One of the companies that TLG has long invested in is Snapper Hill Clinic (SHC) in Monrovia, Liberia's capital. Liberia is one of the world's poorest countries, partly because of the civil war which lasted until 2003 and cost the lives of more than 200,000 people. Most of the country's medical establishments were badly damaged or completely destroyed during the war. Liberia's health service was therefore not equipped to deal with the Ebola crisis, which lasted between 2014 and 2016. Life expectancy in Liberia is lower than the global average and one in three children suffers from malnutrition.
Snapper Hill Clinic is an outpatient clinic in Monrovia. The clinic was opened in 1983 and was the only private clinic to remain open during the Civil War and the Ebola crisis. Today, the clinic has 15 employees and is planning to expand further through the addition of more clinics and services, and to increase the number of patients being treated from the current 15,000 per year to 50,000.
“Liberia's health and care system is fragile, and health indicators are poor. By improving the quality and digitalisation of a private clinic like SHC, the development of expertise is passed on within the clinical enterprises and helps to boost the expertise of medical professionals in Liberia,” says Varsay Sirleaf, CEO of SHC.
Liberia is one of the world's most difficult countries to do business with and run a business in, partly because of widespread problems of corruption, poor infrastructure, electricity and skills.
"Swedfund still sees opportunities to support companies in this difficult environment, while acting as a catalyst for other development finance institutions and institutional investors to invest in the country's health and care sector. It also aims to promote higher standards of quality within healthcare. Swedfund was the first institutional investor in TLG,” says Maral Browaldh, Senior Investment Manager at Swedfund.
In 2018, Swedfund awarded funding for Technical Assistance (TA) to enable SHC to establish national standards for qualitative healthcare, and thereby inspire the private sector to become involved in the country's health development. The funding has been used to digitalise patient processes, improve the quality of care and waste management at the clinic and strengthen the hospital's organisational and financial control, so helping to improve access to high-quality primary care across the rest of the country.
At the end of 2019, Swedfund granted additional TA funds to SHC. The aim is to reduce the clinic's environmental and climate impact and boost profitability. The clinic will use the funds to install solar panels and rainwater collection technology. The new technology will replace the existing system, which is based on filling the clinic’s water tank using diesel-powered tanker vehicles and electricity which primarily comes from diesel generators due to the substandard quality of the national grid.
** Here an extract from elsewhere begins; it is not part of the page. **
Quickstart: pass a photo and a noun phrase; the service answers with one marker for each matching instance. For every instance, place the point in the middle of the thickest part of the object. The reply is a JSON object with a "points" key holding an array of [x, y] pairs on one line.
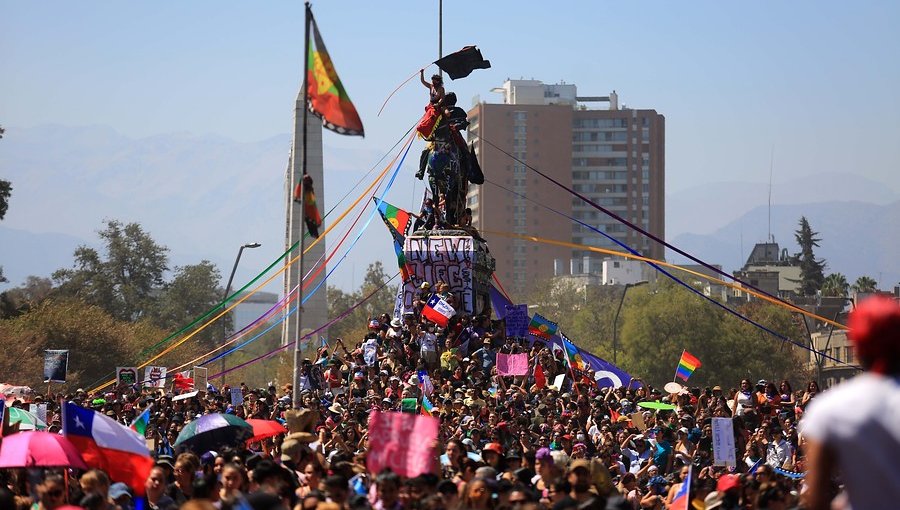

Swedfund's TA funds have been crucial for SHC, particularly as regards projects which do not belong to the clinic’s core business, such as solar energy for use by the clinic. Given the challenges ahead, SHC wanted to move away from expensive diesel-powered generators which are harmful to the planet. The TA funds from Swedfund have helped SHC to maximise the quality of the projects and the impacts, thanks to
Swedfund's support through management, policy development and capacity-building.
“By the end of the civil war, Liberia had lost 95% of all its doctors. Even day, there is a considerable shortage of qualified doctors, medical equipment and healthcare professionals. This investment has given Snapper Hill Clinic a much-needed boost, which will ultimately enable SHC to deliver better quality healthcare to the country's population. Swedfund's TA funds have supported SHC and had a positive impact on a very weak healthcare system,” says Isha Doshi, CFO of TLG.
Swedfund sees the funds that we invest in as a long-term partnership, where the managers we work with have a high level of expertise in both the markets and sectors that we focus on. When we decide to invest in a fund, we carry out a detailed review with a focus on the fund manager, past performance, investment strategy, sustainability issues, and legal and economic structure. An agreement is then drawn up to regulate what is expected of the team, how the capital is to be allocated and the ESG Action Plan established by Swedfund, and identify a number of development areas for the fund. Amongst other things, this has led the company to set up a social and environmental management system, adopt a sustainability policy and improve its due diligence process.
"TLG has always believed that economic returns and social development can and should go hand-in-hand. With Swedfund's support, TLG has also stepped up its efforts to target community development and strengthen the ESG dimension of the investment process. With the help of TA funds, we have also been able to strengthen value creation for the companies in which TLG invests," says Isha Doshi, CFO of TLG.